Und wirft man einen Blick in die Kommentarspalten, hört man Stimmen aus der Politik, dann scheint es, als hätte man sich damit denn auch schon abgefunden. So schlimm, ist da zu hören, würde es wohl nicht werden. Es bräuchten die Rechtsrechten doch einen Koalitionspartner, der sie zügeln würde und zähmen. Andernorts spricht man ihnen bereits nach dem Mund, da waldhäuselt die Landeshauptfrau von Niederösterreich ungeniert, während ihr Salzburger Pendant sich lieber in hochnotpeinliches Schweigen hüllt und der Amtskollege aus Oberösterreich seinen freiheitlichen Partner lobt, derweilen der Medien, Kunst und Kultur ausrichtet, dass sich bald schon der Wind drehen werde im Land. Und dass es dann ungemütlich werde.
Das ist deutlich.
Die Mitte der demokratischen Gesellschaft, mithin die große Mehrheit der Menschen dieser Republik und auch der Union, hofft unterdessen. Hofft, dass es sich bei den nächsten Wahlen doch noch einmal ausgehen werde, dass sich Mehrheiten welcher Art auch immer finden werden lassen, die eines nur zusammenführt, eben die Rechtsrechten zu verhindern.

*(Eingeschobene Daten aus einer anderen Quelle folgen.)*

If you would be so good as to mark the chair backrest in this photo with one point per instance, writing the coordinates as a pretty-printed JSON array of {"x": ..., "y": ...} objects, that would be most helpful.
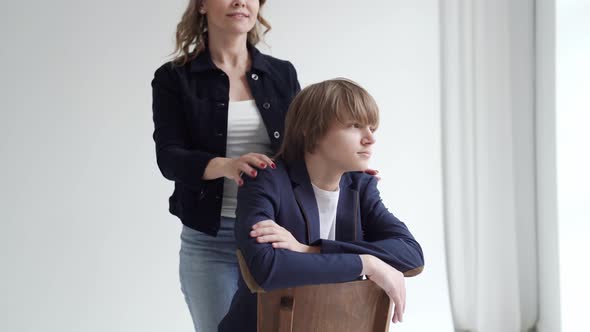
[{"x": 359, "y": 306}]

Dieses Wechselspiel aus Hoffen und Bangen geht in Österreich so lange schon wie in keinem anderen europäischen Land. Seit 1986 treibt die extreme Rechte die demokratische Mitte vor sich her, legt Axt an die Institutionen der Republik, höhnt, schmäht und untergräbt die Fundamente der offenen Gesellschaft. Und die Mitte weiß nicht darauf zu reagieren.
Sie ist gefangen im ewigen Zustand des Verteidigens.
Bisweilen hat es den Anschein, sie habe es sich darin wohnlich eingerichtet.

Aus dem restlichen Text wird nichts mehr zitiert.